Jeanne d’Arc ou Thérèse de Lisieux comme nom de baptême
Quand on lui a demandé si elle avait une anecdote particulière à propos de Jésus qui lui donnait le sentiment qu’il est une présence naturelle, toujours là pour elle, la réponse de Minami a été simple et directe : « La façon d’être de Jésus. »
Sa mère, Maiko, admet que sa fille « n’est généralement pas très affirmée ». C’est pourquoi, face à la détermination de Minami, elle ajoute : « Je veux qu’elle soit baptisée. » La décision de Minami a incité Maiko à étudier le christianisme et à « approfondir sa compréhension » du Dieu chrétien. Elle a maintenant décidé de se faire baptiser avec sa fille. Maiko attribue le changement de sa fille à l’école maternelle Shirayuri Gakuen.
Elle précise que dans l’établissement, les journées commencent et se terminent par la prière. « Les enfants apprennent à être reconnaissants pour tout et que Jésus est notre ami. Cet enseignement, ‘Jésus est notre ami’, a été assimilé de manière naturelle par ma fille, et je sens qu’il est devenu le cœur de sa foi. »
Sa conviction profonde se manifeste dans les situations les plus banales. Un jour, alors que sa famille discutait de la nature effrayante des fantômes, elle a dit calmement : « Les fantômes ne me font pas peur. Ils n’existent pas. Dieu ne créerait pas de tels fantômes. » Pour Maiko, cette réponse était « incroyable » parce qu’elle n’avait « jamais entendu parler d’un enfant qui n’avait pas peur des fantômes ».
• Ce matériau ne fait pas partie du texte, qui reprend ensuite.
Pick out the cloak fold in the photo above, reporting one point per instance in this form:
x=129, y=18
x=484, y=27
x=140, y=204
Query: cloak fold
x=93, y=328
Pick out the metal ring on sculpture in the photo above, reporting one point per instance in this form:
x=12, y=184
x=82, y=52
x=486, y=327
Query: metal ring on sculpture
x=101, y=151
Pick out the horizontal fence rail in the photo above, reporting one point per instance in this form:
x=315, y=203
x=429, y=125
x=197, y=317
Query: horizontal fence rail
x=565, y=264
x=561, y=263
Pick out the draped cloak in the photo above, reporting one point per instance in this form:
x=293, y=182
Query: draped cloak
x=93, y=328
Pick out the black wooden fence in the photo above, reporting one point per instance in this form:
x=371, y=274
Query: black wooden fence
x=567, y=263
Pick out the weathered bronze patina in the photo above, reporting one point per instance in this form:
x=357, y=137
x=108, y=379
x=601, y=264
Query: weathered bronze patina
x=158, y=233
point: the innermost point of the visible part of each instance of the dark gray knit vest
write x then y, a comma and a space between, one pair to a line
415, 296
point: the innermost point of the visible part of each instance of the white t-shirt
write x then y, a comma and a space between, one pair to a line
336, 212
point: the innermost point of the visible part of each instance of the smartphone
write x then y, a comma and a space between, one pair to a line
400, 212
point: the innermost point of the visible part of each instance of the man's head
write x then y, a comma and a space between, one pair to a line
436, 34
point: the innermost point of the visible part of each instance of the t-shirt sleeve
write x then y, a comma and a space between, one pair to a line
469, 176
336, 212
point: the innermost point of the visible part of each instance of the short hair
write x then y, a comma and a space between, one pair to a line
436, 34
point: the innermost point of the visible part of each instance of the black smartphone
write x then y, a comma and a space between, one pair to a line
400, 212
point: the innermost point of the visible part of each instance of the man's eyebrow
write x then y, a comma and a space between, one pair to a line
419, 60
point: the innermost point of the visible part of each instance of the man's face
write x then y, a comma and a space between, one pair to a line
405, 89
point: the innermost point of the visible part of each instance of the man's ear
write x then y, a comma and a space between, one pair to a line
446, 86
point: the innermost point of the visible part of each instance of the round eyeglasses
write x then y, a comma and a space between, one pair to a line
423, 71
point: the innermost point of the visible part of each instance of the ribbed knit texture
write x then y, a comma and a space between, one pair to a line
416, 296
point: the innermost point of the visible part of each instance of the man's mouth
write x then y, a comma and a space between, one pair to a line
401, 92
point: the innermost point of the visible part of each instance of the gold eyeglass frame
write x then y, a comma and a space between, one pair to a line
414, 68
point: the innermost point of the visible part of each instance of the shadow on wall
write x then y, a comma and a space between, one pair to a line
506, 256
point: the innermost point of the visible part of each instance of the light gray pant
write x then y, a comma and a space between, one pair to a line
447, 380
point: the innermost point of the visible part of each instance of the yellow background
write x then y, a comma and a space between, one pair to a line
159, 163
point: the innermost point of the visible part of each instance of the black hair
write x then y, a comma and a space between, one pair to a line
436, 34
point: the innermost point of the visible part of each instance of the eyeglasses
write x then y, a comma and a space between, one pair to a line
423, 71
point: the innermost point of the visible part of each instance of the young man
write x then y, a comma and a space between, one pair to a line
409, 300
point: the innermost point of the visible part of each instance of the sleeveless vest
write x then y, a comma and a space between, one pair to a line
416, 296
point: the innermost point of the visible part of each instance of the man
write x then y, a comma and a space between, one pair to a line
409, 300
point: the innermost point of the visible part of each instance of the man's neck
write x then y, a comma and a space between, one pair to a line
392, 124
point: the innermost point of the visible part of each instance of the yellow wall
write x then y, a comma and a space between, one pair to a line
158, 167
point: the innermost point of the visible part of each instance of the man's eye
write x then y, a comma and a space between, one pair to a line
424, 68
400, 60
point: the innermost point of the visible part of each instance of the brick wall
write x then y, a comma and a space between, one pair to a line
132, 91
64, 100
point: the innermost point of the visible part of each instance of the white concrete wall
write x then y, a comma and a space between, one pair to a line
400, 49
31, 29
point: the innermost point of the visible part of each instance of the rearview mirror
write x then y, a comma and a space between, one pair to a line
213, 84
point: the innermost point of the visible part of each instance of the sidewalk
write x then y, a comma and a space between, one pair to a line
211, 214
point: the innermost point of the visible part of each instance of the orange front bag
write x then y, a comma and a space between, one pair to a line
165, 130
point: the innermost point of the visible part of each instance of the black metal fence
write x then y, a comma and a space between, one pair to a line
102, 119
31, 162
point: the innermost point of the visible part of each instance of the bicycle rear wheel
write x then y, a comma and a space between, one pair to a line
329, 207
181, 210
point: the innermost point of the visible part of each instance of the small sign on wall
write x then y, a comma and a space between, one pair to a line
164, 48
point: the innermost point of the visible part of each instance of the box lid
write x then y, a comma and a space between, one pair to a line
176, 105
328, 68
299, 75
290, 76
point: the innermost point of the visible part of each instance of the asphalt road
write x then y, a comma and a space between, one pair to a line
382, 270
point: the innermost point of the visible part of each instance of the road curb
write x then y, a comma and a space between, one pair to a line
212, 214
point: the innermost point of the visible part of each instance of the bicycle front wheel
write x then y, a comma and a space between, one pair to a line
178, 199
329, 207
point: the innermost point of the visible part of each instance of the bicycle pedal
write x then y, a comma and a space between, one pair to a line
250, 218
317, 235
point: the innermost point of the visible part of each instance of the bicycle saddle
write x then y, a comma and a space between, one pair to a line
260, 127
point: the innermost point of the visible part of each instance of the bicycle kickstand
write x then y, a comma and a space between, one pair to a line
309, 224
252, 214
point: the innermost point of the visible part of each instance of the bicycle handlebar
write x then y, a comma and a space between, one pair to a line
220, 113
Les parents de Minami ont toujours souhaité transmettre à leur enfant des convictions profondes qui l’ancreront dans la vie. Pour eux, le baptême n’est pas une simple formalité, mais une étape essentielle qui lui apportera cet ancrage. Minami hésite encore quant au nom de sainte qu’elle choisira pour son baptême. Elle envisage Jeanne d’Arc, dont la personnalité affirmée contraste avec la sienne, et Thérèse de Lisieux, avec laquelle elle partage certaines similitudes. Minami Kimura et sa mère, Maiko, seront baptisées le dimanche de Pâques à l’église de Kojimachi à Tokyo.